By The Rivers-‘By the Rivers’ (Kompyla Records)
If on paper, By The Rivers might not sound a great proposition (six young white guys playing reggae) a quick blast of their music blasts away your preconceptions AND prejudices. I think I was in a cynical, grumpy mood (just for a change) when this first popped into my inbox. Within a short space of time I was genuinely uplifted.
The band take their name not from a Boney M ‘classic’ (*cough*) but because the band were formed by two guys from Leicester named after rivers, Nile Barrow and Jordan Birtles. Expanded to a six-piece, right from the off with opener ‘Vulture’ this album makes you long for proper weather and a decent summer.
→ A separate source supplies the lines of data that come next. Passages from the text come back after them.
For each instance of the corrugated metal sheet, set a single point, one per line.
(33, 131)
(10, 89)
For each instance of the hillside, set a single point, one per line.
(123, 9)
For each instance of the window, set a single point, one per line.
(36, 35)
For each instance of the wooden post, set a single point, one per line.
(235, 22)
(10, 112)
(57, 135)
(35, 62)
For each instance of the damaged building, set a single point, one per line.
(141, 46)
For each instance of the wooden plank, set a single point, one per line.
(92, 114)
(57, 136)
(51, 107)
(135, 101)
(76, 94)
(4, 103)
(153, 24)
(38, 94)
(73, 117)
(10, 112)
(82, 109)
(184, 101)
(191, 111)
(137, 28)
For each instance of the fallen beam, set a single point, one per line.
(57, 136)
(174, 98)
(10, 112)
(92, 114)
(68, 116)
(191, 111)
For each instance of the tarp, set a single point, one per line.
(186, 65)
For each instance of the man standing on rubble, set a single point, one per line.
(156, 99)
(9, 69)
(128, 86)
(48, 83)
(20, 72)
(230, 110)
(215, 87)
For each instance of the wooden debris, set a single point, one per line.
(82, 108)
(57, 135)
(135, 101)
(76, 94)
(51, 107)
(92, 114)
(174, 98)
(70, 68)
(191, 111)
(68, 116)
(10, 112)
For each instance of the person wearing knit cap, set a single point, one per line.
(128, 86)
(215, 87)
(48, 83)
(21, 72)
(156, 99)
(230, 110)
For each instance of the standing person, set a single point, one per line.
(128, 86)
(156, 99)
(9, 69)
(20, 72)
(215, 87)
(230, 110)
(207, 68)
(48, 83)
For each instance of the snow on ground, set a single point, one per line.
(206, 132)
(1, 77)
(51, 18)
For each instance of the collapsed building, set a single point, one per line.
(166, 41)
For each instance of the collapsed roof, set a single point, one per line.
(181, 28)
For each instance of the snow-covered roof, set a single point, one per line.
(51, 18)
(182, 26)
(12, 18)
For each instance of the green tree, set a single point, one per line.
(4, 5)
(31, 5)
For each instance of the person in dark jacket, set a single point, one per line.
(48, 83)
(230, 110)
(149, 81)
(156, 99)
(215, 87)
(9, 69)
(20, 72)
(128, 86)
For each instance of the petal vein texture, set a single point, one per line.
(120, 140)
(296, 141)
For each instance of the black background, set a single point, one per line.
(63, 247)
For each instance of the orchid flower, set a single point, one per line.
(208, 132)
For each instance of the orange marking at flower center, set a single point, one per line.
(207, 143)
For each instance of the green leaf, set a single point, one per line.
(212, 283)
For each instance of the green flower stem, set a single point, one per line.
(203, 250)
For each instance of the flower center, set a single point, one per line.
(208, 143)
And hell, even if it doesn’t shine out there (and this is Scotland I’m writing in), By The Rivers are a joy, Goddamit. In a just world, this sparkling debut would be the sound of summer. This can be an unjust world, but I’m going to do my bit and play this loud…
By The Rivers is out now on Kompyla
An interview with By The Rivers will appear here shortly.
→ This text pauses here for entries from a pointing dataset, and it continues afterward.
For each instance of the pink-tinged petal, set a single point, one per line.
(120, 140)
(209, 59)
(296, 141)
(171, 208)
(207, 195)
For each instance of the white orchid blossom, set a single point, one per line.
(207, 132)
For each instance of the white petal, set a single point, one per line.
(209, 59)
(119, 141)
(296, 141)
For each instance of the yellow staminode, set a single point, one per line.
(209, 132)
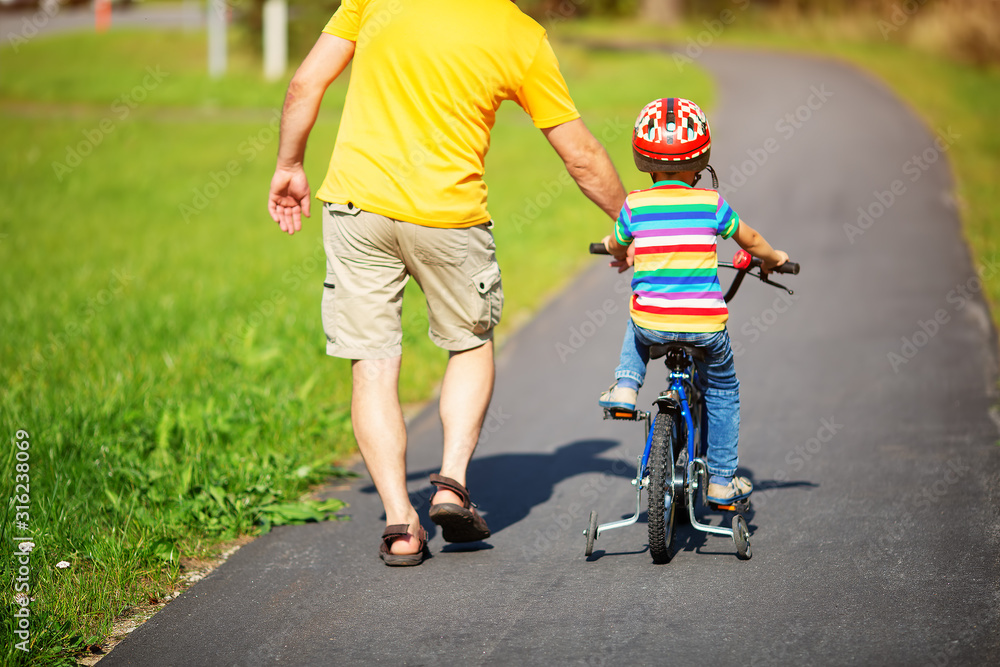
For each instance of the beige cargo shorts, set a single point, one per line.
(369, 260)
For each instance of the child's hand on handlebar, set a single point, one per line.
(624, 255)
(780, 258)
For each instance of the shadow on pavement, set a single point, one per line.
(505, 487)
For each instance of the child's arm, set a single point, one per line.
(750, 240)
(624, 255)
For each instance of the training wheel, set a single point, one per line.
(591, 533)
(741, 536)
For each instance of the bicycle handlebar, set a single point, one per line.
(787, 267)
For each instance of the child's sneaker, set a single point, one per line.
(738, 488)
(619, 397)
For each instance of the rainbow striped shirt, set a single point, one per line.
(676, 281)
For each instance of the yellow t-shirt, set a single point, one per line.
(426, 81)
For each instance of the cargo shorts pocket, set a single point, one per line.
(329, 310)
(490, 290)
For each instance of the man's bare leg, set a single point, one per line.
(381, 434)
(465, 396)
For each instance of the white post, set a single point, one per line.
(275, 39)
(216, 38)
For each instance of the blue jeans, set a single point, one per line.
(718, 383)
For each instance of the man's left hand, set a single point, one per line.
(289, 198)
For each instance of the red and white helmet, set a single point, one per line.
(671, 134)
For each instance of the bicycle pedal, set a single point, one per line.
(740, 506)
(724, 508)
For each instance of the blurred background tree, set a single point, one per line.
(967, 30)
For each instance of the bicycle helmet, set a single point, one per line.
(670, 135)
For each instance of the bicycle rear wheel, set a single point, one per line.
(661, 498)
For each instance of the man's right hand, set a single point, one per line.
(289, 198)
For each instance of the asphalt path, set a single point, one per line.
(866, 427)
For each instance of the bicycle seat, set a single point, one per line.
(657, 351)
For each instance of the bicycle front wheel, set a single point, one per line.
(660, 492)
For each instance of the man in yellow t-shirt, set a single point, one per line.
(404, 196)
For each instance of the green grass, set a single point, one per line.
(941, 91)
(161, 339)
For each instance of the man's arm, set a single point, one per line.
(589, 165)
(289, 196)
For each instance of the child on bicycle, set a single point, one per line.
(669, 232)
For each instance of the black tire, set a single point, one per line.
(741, 536)
(591, 533)
(660, 492)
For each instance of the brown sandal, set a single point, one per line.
(393, 533)
(458, 523)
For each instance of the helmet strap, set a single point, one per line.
(715, 178)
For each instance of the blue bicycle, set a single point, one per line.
(673, 468)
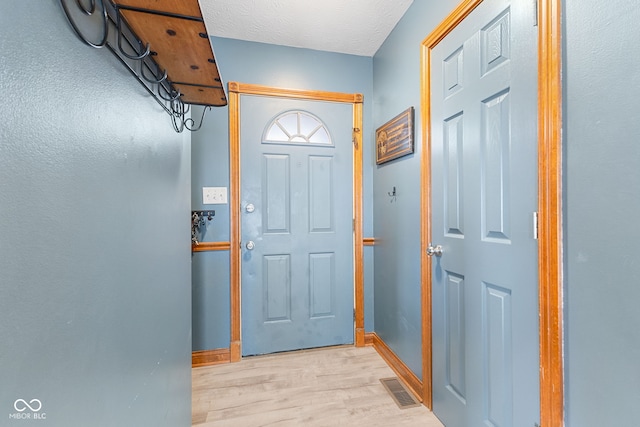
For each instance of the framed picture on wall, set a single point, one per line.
(395, 138)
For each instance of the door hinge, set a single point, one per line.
(354, 137)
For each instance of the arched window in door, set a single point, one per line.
(297, 127)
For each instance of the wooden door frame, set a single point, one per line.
(549, 204)
(237, 89)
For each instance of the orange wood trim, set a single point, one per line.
(550, 212)
(368, 338)
(425, 225)
(234, 225)
(549, 204)
(237, 89)
(210, 357)
(252, 89)
(404, 373)
(211, 246)
(450, 22)
(357, 216)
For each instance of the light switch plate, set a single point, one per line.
(214, 195)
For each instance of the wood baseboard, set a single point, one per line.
(210, 357)
(404, 373)
(368, 338)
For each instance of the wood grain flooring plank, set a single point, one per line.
(323, 387)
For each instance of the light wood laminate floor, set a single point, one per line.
(338, 386)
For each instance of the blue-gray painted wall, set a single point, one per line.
(277, 66)
(602, 208)
(396, 76)
(95, 268)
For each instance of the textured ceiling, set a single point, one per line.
(356, 27)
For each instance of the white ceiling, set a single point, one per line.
(356, 27)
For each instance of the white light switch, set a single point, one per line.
(214, 195)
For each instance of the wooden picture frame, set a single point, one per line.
(395, 138)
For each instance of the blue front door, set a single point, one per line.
(297, 238)
(484, 195)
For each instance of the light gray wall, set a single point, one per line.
(95, 271)
(396, 76)
(602, 240)
(277, 66)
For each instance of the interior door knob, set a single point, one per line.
(434, 250)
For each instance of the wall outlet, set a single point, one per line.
(214, 195)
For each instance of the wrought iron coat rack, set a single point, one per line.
(165, 46)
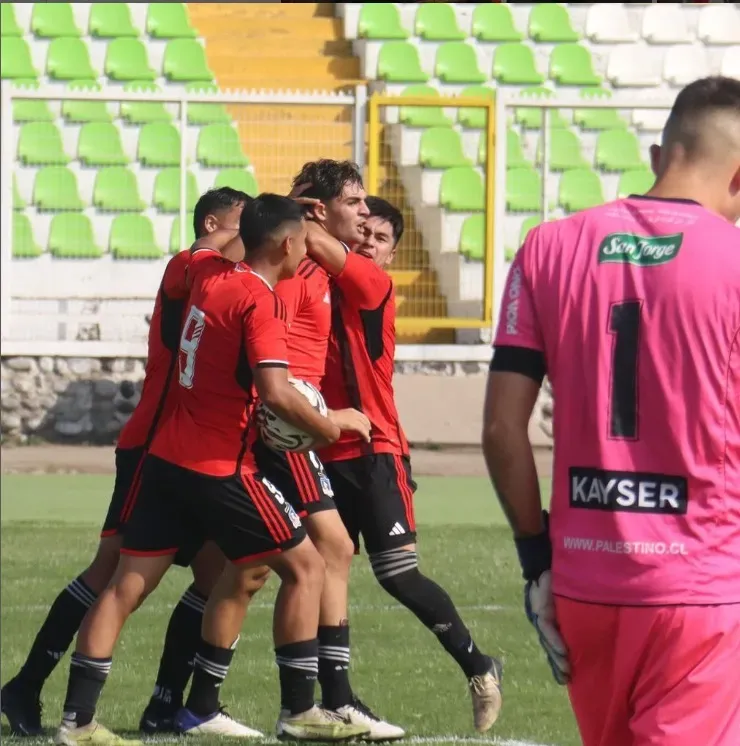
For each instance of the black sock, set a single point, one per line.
(86, 680)
(334, 667)
(180, 647)
(209, 671)
(398, 574)
(299, 665)
(56, 634)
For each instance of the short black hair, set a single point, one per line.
(263, 216)
(327, 178)
(379, 208)
(697, 101)
(213, 201)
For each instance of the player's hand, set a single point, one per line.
(352, 421)
(540, 608)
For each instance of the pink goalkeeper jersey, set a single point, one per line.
(636, 307)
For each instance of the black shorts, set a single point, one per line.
(177, 510)
(375, 497)
(128, 478)
(299, 476)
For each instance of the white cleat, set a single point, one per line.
(218, 724)
(361, 714)
(317, 724)
(486, 693)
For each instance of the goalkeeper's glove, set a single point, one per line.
(535, 556)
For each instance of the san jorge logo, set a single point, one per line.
(642, 251)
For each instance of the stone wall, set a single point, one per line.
(74, 400)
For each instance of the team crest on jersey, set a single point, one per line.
(641, 251)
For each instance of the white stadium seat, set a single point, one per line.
(684, 64)
(720, 24)
(633, 66)
(609, 23)
(665, 24)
There are occasions when my cynicism can almost get the better of me.
The email mentioned ‘six-piece band set to be the sound of the summer.’ The amount of hype that gets in my inbox made me think ‘really?’ In a ‘I’m not sure I’m even going to be convinced. AT ALL’ sort of way. They looked like another indie-by-numbers band, despite the fact that the email from the PR company mentioned reggae, motown and ska. I thought I’d give them thirty seconds before trying to work my way through the warzone that is my inbox.
Within a short space of time, I realised I’d been extremely hasty. Out of a mixture of contrition but mostly enjoyment, I sat down to listen to the entirety of their forthcoming self-titled debut album, which is out on Kompyla Records on May 6.
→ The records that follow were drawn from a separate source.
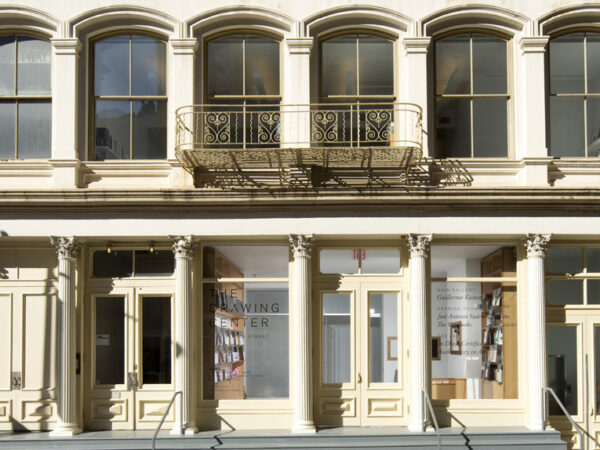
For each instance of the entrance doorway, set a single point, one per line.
(129, 360)
(358, 343)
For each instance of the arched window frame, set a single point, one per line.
(130, 97)
(471, 95)
(17, 99)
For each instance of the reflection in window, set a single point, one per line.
(575, 95)
(471, 96)
(130, 103)
(25, 101)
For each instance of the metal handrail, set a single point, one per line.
(165, 416)
(564, 410)
(435, 424)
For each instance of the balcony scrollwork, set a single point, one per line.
(282, 146)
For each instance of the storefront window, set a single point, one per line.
(474, 322)
(246, 322)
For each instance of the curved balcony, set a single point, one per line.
(263, 145)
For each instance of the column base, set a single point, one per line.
(304, 427)
(65, 430)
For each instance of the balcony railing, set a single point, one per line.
(222, 139)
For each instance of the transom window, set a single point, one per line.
(472, 96)
(130, 102)
(575, 95)
(25, 97)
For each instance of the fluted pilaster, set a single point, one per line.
(303, 405)
(68, 250)
(419, 246)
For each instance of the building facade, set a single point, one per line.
(298, 215)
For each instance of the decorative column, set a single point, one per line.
(65, 117)
(531, 108)
(183, 247)
(303, 404)
(68, 249)
(419, 350)
(415, 89)
(536, 245)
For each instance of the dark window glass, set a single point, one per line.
(157, 263)
(118, 264)
(156, 340)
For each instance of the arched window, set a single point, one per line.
(130, 102)
(25, 97)
(472, 96)
(357, 68)
(575, 95)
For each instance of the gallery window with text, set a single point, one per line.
(574, 128)
(245, 322)
(129, 98)
(25, 97)
(471, 96)
(474, 322)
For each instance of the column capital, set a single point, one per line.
(416, 45)
(299, 46)
(67, 247)
(533, 44)
(183, 246)
(537, 244)
(419, 244)
(301, 244)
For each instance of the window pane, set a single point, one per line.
(566, 65)
(336, 338)
(381, 261)
(35, 124)
(225, 66)
(564, 260)
(383, 337)
(564, 292)
(33, 70)
(376, 66)
(7, 129)
(490, 127)
(453, 119)
(489, 65)
(149, 129)
(157, 263)
(110, 340)
(262, 66)
(338, 261)
(593, 259)
(148, 66)
(452, 66)
(112, 129)
(566, 130)
(562, 367)
(116, 264)
(593, 122)
(7, 66)
(156, 340)
(111, 66)
(338, 66)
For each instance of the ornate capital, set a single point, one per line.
(537, 244)
(418, 244)
(67, 247)
(301, 244)
(183, 246)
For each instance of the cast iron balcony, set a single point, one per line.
(262, 145)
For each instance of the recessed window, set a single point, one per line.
(130, 102)
(25, 97)
(471, 110)
(575, 95)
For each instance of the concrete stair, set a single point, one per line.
(335, 438)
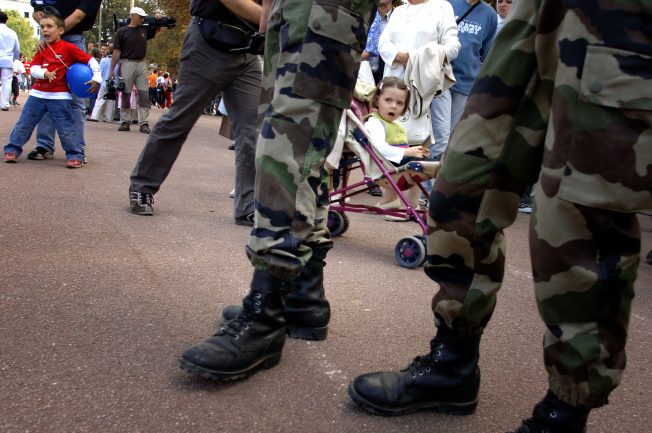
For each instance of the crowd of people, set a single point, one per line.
(500, 114)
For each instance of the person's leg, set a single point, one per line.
(62, 116)
(199, 80)
(100, 107)
(241, 98)
(127, 71)
(458, 102)
(32, 112)
(474, 199)
(584, 276)
(7, 75)
(299, 127)
(440, 116)
(142, 83)
(78, 105)
(109, 111)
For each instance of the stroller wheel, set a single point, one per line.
(338, 222)
(410, 252)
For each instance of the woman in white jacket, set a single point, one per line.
(413, 25)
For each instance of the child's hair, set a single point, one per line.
(55, 17)
(391, 82)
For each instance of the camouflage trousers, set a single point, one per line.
(312, 56)
(584, 264)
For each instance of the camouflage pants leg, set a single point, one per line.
(584, 263)
(312, 56)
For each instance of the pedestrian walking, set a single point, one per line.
(579, 119)
(303, 100)
(206, 69)
(9, 52)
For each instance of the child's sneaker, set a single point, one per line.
(39, 154)
(74, 163)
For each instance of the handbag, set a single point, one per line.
(419, 129)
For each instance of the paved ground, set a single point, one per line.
(96, 304)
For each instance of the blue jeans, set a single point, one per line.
(45, 130)
(34, 110)
(445, 111)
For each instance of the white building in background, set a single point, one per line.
(24, 8)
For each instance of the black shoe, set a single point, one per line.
(446, 380)
(245, 220)
(552, 415)
(305, 308)
(253, 339)
(39, 154)
(141, 203)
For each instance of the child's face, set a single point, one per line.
(50, 31)
(391, 103)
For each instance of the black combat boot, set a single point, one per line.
(446, 380)
(306, 310)
(552, 415)
(252, 339)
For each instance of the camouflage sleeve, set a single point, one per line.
(494, 153)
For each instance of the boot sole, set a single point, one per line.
(307, 333)
(268, 362)
(447, 408)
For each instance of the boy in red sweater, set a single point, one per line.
(50, 93)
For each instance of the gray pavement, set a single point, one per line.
(96, 304)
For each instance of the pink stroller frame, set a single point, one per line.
(410, 251)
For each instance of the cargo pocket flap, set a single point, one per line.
(617, 78)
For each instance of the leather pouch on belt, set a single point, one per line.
(221, 36)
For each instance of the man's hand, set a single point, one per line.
(93, 86)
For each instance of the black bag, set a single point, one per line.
(221, 36)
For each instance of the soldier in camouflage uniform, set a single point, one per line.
(565, 96)
(305, 95)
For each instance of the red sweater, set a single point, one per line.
(54, 59)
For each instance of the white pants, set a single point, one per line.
(103, 105)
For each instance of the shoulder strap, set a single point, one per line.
(459, 20)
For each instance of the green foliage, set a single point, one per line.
(25, 32)
(165, 47)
The Leicester band comprise Nile Barrow (Lead Vocals and Guitar), Jordan Birtles (Drums and Vocals), Sam Read (Keys, Guitar and Vocals), Matt Willars (Bass). Will Todd (Tenor Saxophone) and Leo May (Trumpet). And amongst those expressing admiration for the band is no less as expert on reggae, soul and roots music than Lynval Golding of The Specials who has described them as being the ‘new Specials.’
White folks playing reggae doesn’t have to end up like UBbloody40, you know…
The sound of the summer? They could well be. And that would be a good thing.